With the proposed establishment of two diagnostic and reception centers and recommended improvements in classification, it is essential that courts commit to the Commissioner rather than to a specific institution. Under this arrangement, individuals committed are received, diagnosed and classified in keeping with their special treatment needs and placed by the Department in the institution or program which best serves to meet these needs.

In 1967, the Commission recommended

that prisoners when sentenced by the courts should be committed to the Department of Correctional Services rather than to a specific institution as is now the practice.

Report of the Commission to Study the Correction System of Maryland, p. 3 (1967). There can be little doubt that Senate Bill 568, introduced in 1967, was a response to these recommendations, and nothing more.

The majority acknowledges that six years after the enactment of Chapter 695, the General Assembly re-wrote the law relating to limitations in misdemeanor cases, and transferred that law from Article 57, § 11 of the 1957 Code to § 5-106 of the 1974 Courts Article. The majority concedes" that in so doing, the legislature retained the “penitentiary misdemeanor” language that has historically defined those misdemeanors not subject to the one-year limitation. Section 5-106(a) provides as follows:

Except as provided by this section, a prosecution for a misdemeanor not made punishable by confinement in the penitentiary by statute shall be instituted within one year after the offense was committed.

The majority shrugs off this language as being insufficient to repeal Chapter 695 of the Acts of 1967. I suggest the majority misses the point. Section 5-106 was never intended to repeal anything. The legislature had no intention of changing the law of limitations when it enacted Chapter *625695 — thus it had no intention of repealing that law in 1973. Section 5-106(a) confirms that fact. The Revisor’s Note, which was before the legislature when it adopted § 5-106, offers further confirmation of this understanding. See Chapter 2, § 1, Laws of Maryland, First Special Session 1973, pp. 209-10.

Moreover, if the majority is correct, the “penitentiary” language of § 5-106(a) has absolutely no meaning, purpose, or effect. We do not generally ascribe to the legislature an intent to do a meaningless act. “Results that are unreasonable, illogical, or that are at odds with the legislative purpose should be avoided.” Harford County v. Edgewater, 316 Md. 389, 397, 558 A.2d 1219 (1989).

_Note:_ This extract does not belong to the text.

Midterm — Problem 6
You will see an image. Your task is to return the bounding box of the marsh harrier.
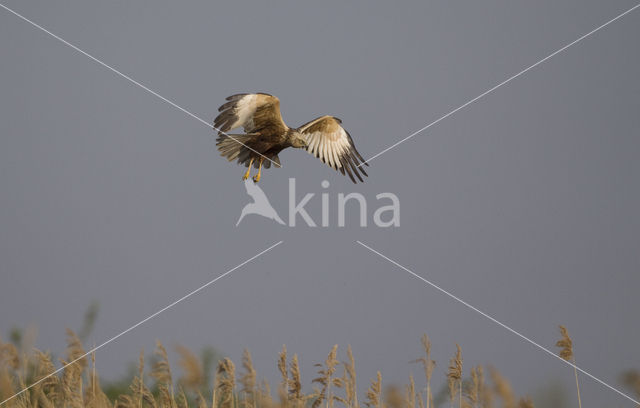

Chapter 695 of the Acts of 1967 did exactly what it was intended to do. It accomplished the correctional reforms that had been recommended to the legislature. The enactment of § 690(d) of Article 27 (now § 690(e)) was intended to affect the penitentiary language contained in other provisions of Article 27 only with respect to matters of sentencing, the authority of the Department of Correction, and places of confinement. It was not intended to, and did not, have any effect on the penitentiary language contained in other provisions of Article 27 as that language related to the applicable period of limitations.

I would affirm the judgment of the Court of Special Appeals.